Home | English | Impressum | Sitemap | KIT
ZAK Logo

Die Forschungsstelle Angewandte Kulturwissenschaft 1983 bis 1989

Der Gründung des Interfakultativen Instituts für Angewandte Kulturwissenschaft (IAK) ging 1983, auf Initiative von Prof. Dr. Bernd Thum (Mediavistik) und Prof. Dr. Götz Großklaus (Literatur- und Medienwissenschaft), die Einrichtung der Forschungsstelle Angewandte Kulturwissenschaft voraus.

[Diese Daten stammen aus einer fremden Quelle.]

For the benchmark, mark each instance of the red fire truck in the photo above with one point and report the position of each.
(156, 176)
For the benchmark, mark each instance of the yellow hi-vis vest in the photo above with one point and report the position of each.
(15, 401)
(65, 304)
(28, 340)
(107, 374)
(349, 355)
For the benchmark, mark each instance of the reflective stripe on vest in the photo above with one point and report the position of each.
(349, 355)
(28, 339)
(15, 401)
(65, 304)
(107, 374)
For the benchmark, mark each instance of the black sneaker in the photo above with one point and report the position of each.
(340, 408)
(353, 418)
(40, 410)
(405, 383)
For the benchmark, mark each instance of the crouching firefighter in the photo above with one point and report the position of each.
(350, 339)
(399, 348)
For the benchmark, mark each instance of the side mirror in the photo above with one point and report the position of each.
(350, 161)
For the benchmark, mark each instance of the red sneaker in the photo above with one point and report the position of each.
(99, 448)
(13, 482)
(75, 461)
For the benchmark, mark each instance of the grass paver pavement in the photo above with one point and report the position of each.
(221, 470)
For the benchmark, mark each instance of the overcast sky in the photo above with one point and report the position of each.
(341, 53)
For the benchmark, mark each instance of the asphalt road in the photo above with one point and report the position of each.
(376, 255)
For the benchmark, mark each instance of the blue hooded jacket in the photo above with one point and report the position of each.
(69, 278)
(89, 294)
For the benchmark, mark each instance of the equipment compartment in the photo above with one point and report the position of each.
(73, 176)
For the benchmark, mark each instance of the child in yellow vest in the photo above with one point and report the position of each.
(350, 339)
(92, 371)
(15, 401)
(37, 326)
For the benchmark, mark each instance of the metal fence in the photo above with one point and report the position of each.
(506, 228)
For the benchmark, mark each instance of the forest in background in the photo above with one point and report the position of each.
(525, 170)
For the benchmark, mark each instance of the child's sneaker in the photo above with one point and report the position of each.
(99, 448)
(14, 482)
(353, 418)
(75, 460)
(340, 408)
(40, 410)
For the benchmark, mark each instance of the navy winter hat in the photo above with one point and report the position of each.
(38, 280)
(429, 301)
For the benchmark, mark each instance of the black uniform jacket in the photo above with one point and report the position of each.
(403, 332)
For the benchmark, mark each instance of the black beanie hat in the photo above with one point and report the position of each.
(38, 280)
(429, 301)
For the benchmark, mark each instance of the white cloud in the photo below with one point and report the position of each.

Davon ausgehend erweiterte sich der Kreis um die beiden Initiatoren rasch. 1984 stießen Prof. Dr. Ottokar Uhl und Dr. Wolfgang Hartmann (Fakultät für Architektur), Prof. Dr. Hans-Joachim Klein und Prof. Dr. Fuad Kandil (Institut für Soziologie), Prof. Dr. Ernst Oldemeyer (Institut für Philosophie) und Caroline Y. Robertson, damalige Doktorandin an der Fakultät für Geistes- und Sozialwissenschaften hinzu. Kurz darauf schlossen sich der dynamischen und interdisziplinären Gruppe weitere Professoren an: Prof. Dr. Hans Lenk (Philosophie), Prof. Dr. Bernhard Schäfers (Soziologie) und Prof. Dr. Detlef Schmid (Informatik); desweiteren Prof. Dr. Helmut Spinner (damaliger Leiter des Studium Generale) und Prof. Dr. Dr. h.c. Rolf Funck, der die Querbezüge zwischen Kultur und Wirtschaft erforschte.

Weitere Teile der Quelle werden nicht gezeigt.